Downtown Memphis Commission president Paul Morris has been tapped to lead a $30 million project including a pedestrian and bicycling bridge across the Mississippi River.
Memphis Mayor A C Wharton Jr. has chosen Morris to succeed Mike Carpenter, who expects to step down in August after one year as the city’s coordinator of the Main to Main Multi-Modal Connector Project.
Carpenter became executive director of the Plough Foundation in June but stayed on as Main to Main leader to finish laying groundwork for construction.
Carpenter said the project is on the verge of clearing three key milestones that will enable him to pass the baton to Morris.
An operating agreement with Union Pacific Railroad for use of the Harahan Bridge has been approved by Memphis and Crittenden County officials and awaits execution by the railroad.
The city has submitted a grant agreement and final plans to the Federal Highway Administration to free up $15 million in federal funding.

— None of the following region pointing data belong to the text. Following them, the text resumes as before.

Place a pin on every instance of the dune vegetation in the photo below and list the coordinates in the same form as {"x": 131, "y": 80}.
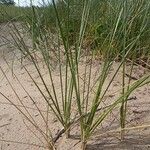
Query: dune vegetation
{"x": 69, "y": 36}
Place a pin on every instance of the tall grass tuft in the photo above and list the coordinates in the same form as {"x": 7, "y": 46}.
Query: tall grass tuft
{"x": 112, "y": 36}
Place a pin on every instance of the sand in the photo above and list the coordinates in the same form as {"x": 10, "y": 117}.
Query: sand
{"x": 17, "y": 133}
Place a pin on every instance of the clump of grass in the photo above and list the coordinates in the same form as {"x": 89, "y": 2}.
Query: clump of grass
{"x": 68, "y": 55}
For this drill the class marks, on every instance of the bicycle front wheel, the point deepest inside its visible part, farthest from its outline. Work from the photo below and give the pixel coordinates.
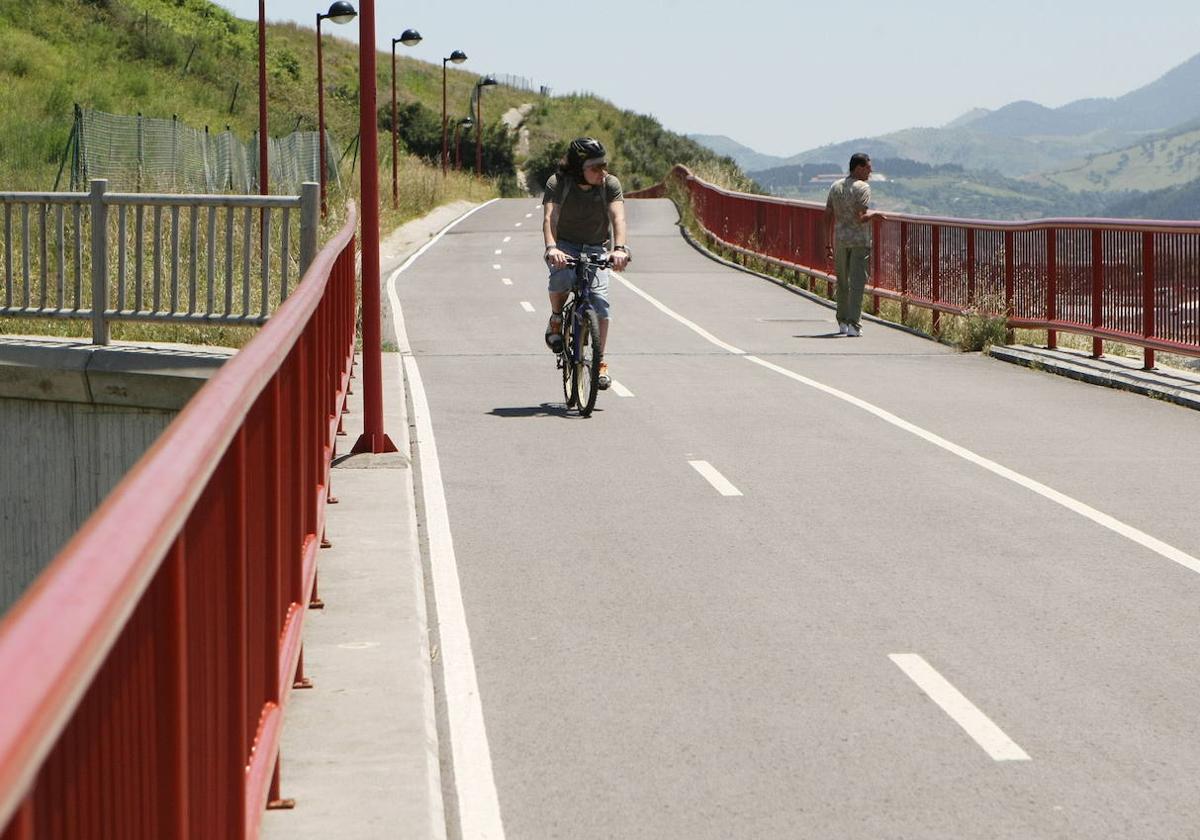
(565, 358)
(587, 363)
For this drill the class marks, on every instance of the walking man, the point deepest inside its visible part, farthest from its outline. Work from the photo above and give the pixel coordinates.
(849, 241)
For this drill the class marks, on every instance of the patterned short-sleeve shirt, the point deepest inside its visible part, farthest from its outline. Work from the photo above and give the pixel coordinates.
(847, 197)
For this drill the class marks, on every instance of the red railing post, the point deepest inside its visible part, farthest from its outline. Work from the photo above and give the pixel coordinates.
(935, 268)
(1051, 287)
(1008, 285)
(1097, 291)
(1147, 295)
(876, 261)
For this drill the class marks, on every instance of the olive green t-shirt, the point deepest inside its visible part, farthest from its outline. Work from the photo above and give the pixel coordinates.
(582, 214)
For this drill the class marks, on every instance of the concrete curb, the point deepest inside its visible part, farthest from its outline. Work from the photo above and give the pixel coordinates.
(1176, 387)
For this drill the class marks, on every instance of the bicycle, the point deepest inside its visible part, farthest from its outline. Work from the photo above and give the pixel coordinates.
(580, 357)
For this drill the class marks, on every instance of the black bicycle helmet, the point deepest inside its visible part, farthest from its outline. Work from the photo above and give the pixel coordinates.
(585, 150)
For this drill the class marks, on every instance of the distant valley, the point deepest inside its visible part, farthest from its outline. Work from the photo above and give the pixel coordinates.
(1137, 154)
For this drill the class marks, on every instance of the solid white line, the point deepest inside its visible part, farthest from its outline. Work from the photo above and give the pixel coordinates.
(1085, 510)
(719, 481)
(479, 805)
(964, 713)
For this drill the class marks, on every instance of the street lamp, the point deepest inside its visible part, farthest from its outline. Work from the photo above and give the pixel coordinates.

Finally, project designers and engineers are working to complete construction bid packages to go out for pricing this fall. The pedestrian bridge is expected to be completed in late summer to early fall 2014.

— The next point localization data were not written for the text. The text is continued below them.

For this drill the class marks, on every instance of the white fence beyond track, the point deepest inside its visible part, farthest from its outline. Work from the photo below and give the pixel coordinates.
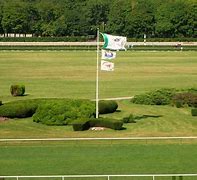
(108, 177)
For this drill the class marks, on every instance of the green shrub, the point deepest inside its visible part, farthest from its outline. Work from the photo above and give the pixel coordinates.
(157, 97)
(107, 106)
(186, 98)
(19, 109)
(17, 90)
(84, 124)
(106, 122)
(64, 111)
(194, 112)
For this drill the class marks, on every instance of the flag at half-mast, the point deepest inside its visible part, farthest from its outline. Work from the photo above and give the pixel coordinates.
(107, 54)
(114, 42)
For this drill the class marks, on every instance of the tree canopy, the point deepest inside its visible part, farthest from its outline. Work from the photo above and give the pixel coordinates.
(132, 18)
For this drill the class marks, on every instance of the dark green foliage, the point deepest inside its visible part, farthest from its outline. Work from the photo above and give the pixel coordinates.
(19, 109)
(194, 112)
(63, 112)
(130, 18)
(187, 98)
(107, 106)
(17, 90)
(83, 124)
(157, 97)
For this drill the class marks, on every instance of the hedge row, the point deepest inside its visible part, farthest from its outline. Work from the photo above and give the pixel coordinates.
(182, 99)
(156, 97)
(84, 124)
(19, 109)
(54, 111)
(168, 96)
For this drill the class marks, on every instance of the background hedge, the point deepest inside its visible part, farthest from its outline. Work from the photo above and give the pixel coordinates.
(156, 97)
(19, 109)
(187, 98)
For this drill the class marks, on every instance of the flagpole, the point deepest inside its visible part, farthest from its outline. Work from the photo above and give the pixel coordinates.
(97, 74)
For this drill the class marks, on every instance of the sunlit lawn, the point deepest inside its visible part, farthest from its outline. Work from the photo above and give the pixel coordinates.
(73, 74)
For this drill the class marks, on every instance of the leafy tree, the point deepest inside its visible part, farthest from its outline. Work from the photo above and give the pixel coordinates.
(117, 17)
(140, 20)
(15, 17)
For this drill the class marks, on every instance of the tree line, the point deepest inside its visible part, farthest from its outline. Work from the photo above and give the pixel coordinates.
(131, 18)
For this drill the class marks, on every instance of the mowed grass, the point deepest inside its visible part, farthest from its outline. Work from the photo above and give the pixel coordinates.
(154, 121)
(97, 158)
(73, 74)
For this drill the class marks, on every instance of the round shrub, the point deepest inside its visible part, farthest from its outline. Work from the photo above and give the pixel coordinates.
(157, 97)
(84, 124)
(186, 98)
(18, 109)
(17, 90)
(107, 106)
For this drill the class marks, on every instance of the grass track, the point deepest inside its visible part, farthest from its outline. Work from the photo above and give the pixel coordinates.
(72, 74)
(79, 158)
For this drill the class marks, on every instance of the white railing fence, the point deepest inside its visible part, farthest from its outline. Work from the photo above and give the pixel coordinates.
(108, 177)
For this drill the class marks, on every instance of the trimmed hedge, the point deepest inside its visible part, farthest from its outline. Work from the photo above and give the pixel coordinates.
(187, 98)
(17, 90)
(84, 124)
(107, 106)
(194, 112)
(63, 111)
(19, 109)
(157, 97)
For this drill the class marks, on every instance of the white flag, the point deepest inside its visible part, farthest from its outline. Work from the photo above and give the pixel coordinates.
(107, 66)
(106, 54)
(114, 42)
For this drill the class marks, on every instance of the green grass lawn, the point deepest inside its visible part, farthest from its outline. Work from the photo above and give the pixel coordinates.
(73, 74)
(159, 121)
(97, 158)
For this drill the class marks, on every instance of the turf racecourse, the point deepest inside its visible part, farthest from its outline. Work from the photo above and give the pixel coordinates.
(72, 75)
(106, 157)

The Main to Main project will link Main Street in Memphis with Broadway in West Memphis, connecting to Arkansas via the 97-year-old Harahan bridge to existing bicycle lanes in Memphis and providing long-overdue renovations, repairs
and improvements along Main Street.
Since preliminary plans were presented three months ago, some details have changed.
The project will extend south along Main Street to Carolina before turning west to approach the bridge. The city’s right of way on Carolina, beneath an unsightly railroad overpass west of Main, will get a facelift including disabled-accessible sidewalks, lighting and sharethe-road bicycle lanes. The previous plan called for the project to turn west from Main at G.E. Patterson and follow Front and Florida streets to Carolina.

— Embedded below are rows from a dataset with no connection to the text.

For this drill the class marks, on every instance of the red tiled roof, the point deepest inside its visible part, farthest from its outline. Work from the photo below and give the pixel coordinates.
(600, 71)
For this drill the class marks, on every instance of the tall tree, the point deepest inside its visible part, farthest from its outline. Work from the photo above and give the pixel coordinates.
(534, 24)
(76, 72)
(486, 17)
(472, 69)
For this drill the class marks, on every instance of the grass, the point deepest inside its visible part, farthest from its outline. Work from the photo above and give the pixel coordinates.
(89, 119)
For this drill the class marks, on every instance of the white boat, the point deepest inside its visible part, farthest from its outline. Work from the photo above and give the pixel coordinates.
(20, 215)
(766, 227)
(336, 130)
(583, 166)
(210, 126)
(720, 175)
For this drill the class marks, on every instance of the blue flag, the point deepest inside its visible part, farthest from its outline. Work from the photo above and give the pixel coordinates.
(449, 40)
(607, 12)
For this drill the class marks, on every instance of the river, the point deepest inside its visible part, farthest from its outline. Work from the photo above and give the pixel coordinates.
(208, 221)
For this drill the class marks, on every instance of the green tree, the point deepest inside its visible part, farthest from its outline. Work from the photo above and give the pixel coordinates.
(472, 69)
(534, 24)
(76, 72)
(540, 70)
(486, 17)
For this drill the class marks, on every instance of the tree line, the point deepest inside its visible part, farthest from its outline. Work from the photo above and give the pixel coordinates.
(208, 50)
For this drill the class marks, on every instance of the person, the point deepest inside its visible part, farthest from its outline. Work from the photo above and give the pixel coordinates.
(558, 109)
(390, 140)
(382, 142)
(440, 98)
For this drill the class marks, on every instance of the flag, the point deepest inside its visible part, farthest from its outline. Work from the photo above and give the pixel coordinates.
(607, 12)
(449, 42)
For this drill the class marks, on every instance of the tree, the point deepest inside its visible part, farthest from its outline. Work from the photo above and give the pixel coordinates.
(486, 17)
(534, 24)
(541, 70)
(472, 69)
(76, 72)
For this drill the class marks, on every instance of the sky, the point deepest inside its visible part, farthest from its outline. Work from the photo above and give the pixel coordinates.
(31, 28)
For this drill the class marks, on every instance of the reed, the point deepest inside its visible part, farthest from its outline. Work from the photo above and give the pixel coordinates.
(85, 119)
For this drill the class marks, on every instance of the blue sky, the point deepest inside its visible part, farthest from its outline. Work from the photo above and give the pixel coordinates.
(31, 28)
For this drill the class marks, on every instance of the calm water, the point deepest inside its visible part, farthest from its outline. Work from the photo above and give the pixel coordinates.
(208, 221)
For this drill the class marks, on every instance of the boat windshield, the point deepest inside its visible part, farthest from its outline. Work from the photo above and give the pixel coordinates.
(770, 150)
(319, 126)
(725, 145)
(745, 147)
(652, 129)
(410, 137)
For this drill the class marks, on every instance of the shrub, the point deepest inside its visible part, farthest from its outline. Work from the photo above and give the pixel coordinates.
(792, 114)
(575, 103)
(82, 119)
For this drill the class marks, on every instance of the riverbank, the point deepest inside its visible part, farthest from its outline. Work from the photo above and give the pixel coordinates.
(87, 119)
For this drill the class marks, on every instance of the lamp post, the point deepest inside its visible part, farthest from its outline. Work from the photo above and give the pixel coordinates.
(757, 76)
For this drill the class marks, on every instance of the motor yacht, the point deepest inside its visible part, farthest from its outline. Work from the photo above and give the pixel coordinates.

Designers scrapped plans to put the pedestrian path on Interstate 55 frontage roads on the Arkansas side, based on state highway department objections that the roads are part of the highway. The path will be built outside the highway.
Carpenter also said engineers determined the metal structure supporting the Harahan Bridge’s old cantilevered roadbed was not strong enough to support the planned improvements. The support structure will be strengthened at an additional, but unspecified, cost.
Artist’s renderings of the project by Self Tucker Architects also reveal another detail: an imposing, semi-transparent barrier to separate trains and pedestrians.
Before taking the job at Plough, Carpenter led the city’s office of intergovernmental relations and split time between lobbying for the city and overseeing Main to Main. The Downtown Memphis Commission was paying $70,000 a year for Carpenter’s work on Main to Main and will now save that expense.
Morris will draw no extra salary to represent Wharton as the city’s project leader or client representative. “The mayor asked me to do it and I agreed. We agreed it was within the scope of my duties at the commission. Obviously we’re a major stakeholder in the project.”
Morris will report to Wharton. “It’s a City of Memphis project now, and it will remain a City of Memphis project.”
His duties will include expediting decisionmaking and coordinating communication among project management firm Allen & Hoshall, the public and project participants including city engineering and public works divisions, the federal government and local and state governments on both sides of the river.